Nell frunció el entrecejo.

– No conseguiré un puesto de investigadora, mamá, ya me lo han anticipado. Pero no me siento descorazonada, y eso en cierto modo me resulta sorprendente. Quiero dedicarme a la medicina general en alguno de los barrios más pobres de Sydney.

– ¡Oh, Nell, eso me complace mucho! -dijo Elizabeth con una sonrisa.

– Tengo que regresar a Sydney mañana mismo, mamá. Si no, tendré que volver a cursar cuarto de medicina, pero me preocupa dejarte sola.

– No estaré sola mucho tiempo más -dijo Elizabeth plácidamente.

– ¿Cómo dices?

– Pienso viajar.

– ¿Con Dolly? ¿Adonde?

– No, Dolly se quedará con Constance en Dunleigh. Las hijas de Sophia viven allí, y también las de Maria, y ya es hora de que Dolly se relacione con niñas de su edad. Las niñas de los Dewy no saben nada sobre el origen de Dolly, y Dunleigh está bien lejos de aquí. Además, tienen una institutriz excelente. Fue Constance quien me lo sugirió.

– Espléndido, mamá. De verdad. ¿Y tú?

– Iré a los lagos italianos. Soñaba con ese lugar -dijo Elizabeth en un tono ligeramente misterioso- cada vez que pensaba en escapar. Pero nunca pude hacerlo. Primero por Anna, después por Dolly. ¿Te acuerdas, Nell? Los lagos italianos…

– Recuerdo que eran hermosos, nada más -dijo Nell con un nudo en la garganta-. ¿Pensabas a menudo en escapar?

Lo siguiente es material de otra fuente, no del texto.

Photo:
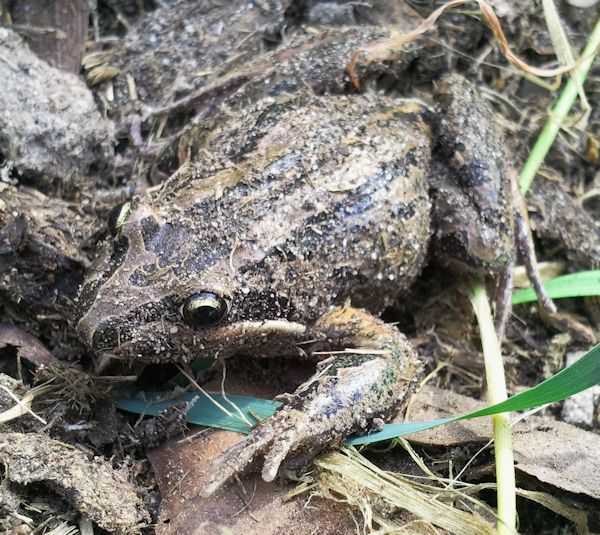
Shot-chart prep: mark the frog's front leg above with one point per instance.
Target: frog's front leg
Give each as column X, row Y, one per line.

– Cada vez que sentía que la vida se hacía insoportable.

– ¿Y lo sentías a menudo?

– Con frecuencia.

– ¿Tanto odiabas a papá?

– No, nunca lo odié. No lo amaba, y terminó resultándome antipático. Cuando odias es porque no encuentras un motivo para explicar lo que sientes, el odio es demasiado ciego, pero yo siempre logré comprender la verdad. Incluso logré comprender el punto de vista de Alexander. El problema es que entre su punto de vista y el mío había un mundo de diferencias.

– Él sí te amaba, mamá.

– Ahora que está muerto lo sé. Pero eso no cambia nada. Él amaba más a Ruby.

– ¡Esa cabrona de Ruby Costevan! -exclamó Nell con vehemencia.

– ¡No digas eso! -gritó Elizabeth, alzando tanto la voz que Nell se sobresaltó-. De no haber sido por Ruby, no sé qué habría sido de mí, sinceramente. Tú siempre la quisiste, Nell, así que ahora no debes echarle la culpa de nada. No quiero oír una sola palabra contra ella.

Nell se estremeció. ¡Pasión en la voz de su madre! ¡Y en defensa de la única persona que la buena sociedad dictaminaba que debía detestar!